Sunday night, the Earth will slide directly between the moon and the sun, creating a total lunar eclipse. There won’t be another until 2021.
It will also be the year’s first supermoon, when a full moon appears a little bigger and brighter thanks to its slightly closer position.
The entire eclipse will exceed three hours. Totality — when the moon’s completely bathed in Earth’s shadow — will last an hour. Expect the eclipsed, or blood moon, to turn red from sunlight scattering off Earth’s atmosphere.
Everyone everywhere can catch the supermoon, weather permitting. But the entire eclipse will be visible only in North and South America, and across the Atlantic to western and northern Europe.
When and where to watch
This unique total lunar eclipse will begin on January 20 at 10:35 p.m. ET and end at 1:51 a.m. ET on January 21.

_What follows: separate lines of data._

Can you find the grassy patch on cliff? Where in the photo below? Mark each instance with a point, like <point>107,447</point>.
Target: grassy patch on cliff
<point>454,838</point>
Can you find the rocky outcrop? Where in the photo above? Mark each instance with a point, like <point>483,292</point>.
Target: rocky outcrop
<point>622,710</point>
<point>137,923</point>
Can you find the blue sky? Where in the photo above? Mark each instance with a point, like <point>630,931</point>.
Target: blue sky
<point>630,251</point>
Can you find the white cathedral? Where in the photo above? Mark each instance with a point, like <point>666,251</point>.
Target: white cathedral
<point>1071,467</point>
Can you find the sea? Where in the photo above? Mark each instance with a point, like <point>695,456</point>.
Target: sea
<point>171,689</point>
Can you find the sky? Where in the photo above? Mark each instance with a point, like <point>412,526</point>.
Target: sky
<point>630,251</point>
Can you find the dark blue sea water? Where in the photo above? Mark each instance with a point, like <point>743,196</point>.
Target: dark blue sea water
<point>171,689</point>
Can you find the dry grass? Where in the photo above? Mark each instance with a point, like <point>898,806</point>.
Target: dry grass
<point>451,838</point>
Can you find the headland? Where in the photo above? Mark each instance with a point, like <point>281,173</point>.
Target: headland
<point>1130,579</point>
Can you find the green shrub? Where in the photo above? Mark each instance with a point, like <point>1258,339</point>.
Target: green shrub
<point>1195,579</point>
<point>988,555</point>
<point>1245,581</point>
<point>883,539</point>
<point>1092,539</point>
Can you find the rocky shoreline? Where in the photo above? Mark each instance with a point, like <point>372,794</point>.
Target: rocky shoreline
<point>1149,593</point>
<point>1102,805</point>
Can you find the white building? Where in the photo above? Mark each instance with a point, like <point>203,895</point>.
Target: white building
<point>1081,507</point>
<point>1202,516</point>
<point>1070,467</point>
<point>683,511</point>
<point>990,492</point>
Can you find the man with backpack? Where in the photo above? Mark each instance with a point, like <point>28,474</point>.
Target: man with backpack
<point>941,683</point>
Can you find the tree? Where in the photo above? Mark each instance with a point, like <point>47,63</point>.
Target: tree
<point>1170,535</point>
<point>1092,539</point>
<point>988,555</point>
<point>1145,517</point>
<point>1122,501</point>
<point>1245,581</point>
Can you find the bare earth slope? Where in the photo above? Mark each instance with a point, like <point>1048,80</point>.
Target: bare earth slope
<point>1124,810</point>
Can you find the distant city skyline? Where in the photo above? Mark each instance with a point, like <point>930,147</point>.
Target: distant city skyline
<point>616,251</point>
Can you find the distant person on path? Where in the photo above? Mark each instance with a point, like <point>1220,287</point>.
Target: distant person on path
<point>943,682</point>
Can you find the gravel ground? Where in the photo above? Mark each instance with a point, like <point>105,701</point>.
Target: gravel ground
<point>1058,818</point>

“Viewers will see a normal full moon at first starting at around 10:35 p.m. Eastern time,” said Walter Freeman, assistant teaching professor at Syracuse University’s College of Arts and Sciences’ physics department. “At that time, the Earth’s shadow will begin to pass in front of the moon, blocking almost all of the sun’s light from reaching it. Observers will see the moon appear to be progressively ‘swallowed up’ starting from the lower left. This process will end at 11:40 p.m., when the Earth’s shadow covers the whole of the moon’s surface; this is the beginning of ‘totality.’ This will last until around 12:40 a.m., when the motion of the Earth’s shadow will carry it past the moon, and the moon will gradually again be lit by the sun. At 1:45 a.m., the moon will be fully visible again.”
The full eclipse begins at 0440 GMT in the UK and will appear red at 0512 GMT, according to the Royal Astronomical Society.
Most of the world has a good view for this total lunar eclipse, but check Time and Date to see the timing in your area. North and South America, Europe and western Africa will see a total lunar eclipse, but eastern Africa and Asia will only observe a partial eclipse. To be even more precise, the Royal Astronomical Society said viewers in northwestern France, northwestern Spain, Portugal, the eastern Pacific and northeastern tip of Russia will see the total eclipse.
This will be the last total lunar eclipse visible in the United States until 2022. The United States missed out on the longest total lunar eclipse of the century, which happened in July 2018.
But why don’t we see total lunar eclipses more often?
“There is a little less than one total lunar eclipse per year on average,” Freeman said. “A lunar eclipse can only happen during a full moon, when the moon is on the opposite side of the Earth from the sun. But the moon’s orbit is tilted a little bit compared to the Earth’s, so usually when the moon is full, the Earth’s shadow passes a little bit above or a little bit below it. This is why we don’t have a lunar eclipse every month.”
Partial eclipses are more common.
The Virtual Telescope Project will share a live stream of the lunar eclipse at its brightest above the skyline of Rome.
And unlike solar eclipses, the lunar eclipse is safe to view with the naked eye or binoculars. It also affords a unique view of the sky.
“A blood moon is one of the few opportunities we have to see both the moon and the stars in the sky at the same time, since the moon is usually too bright,” Freeman said.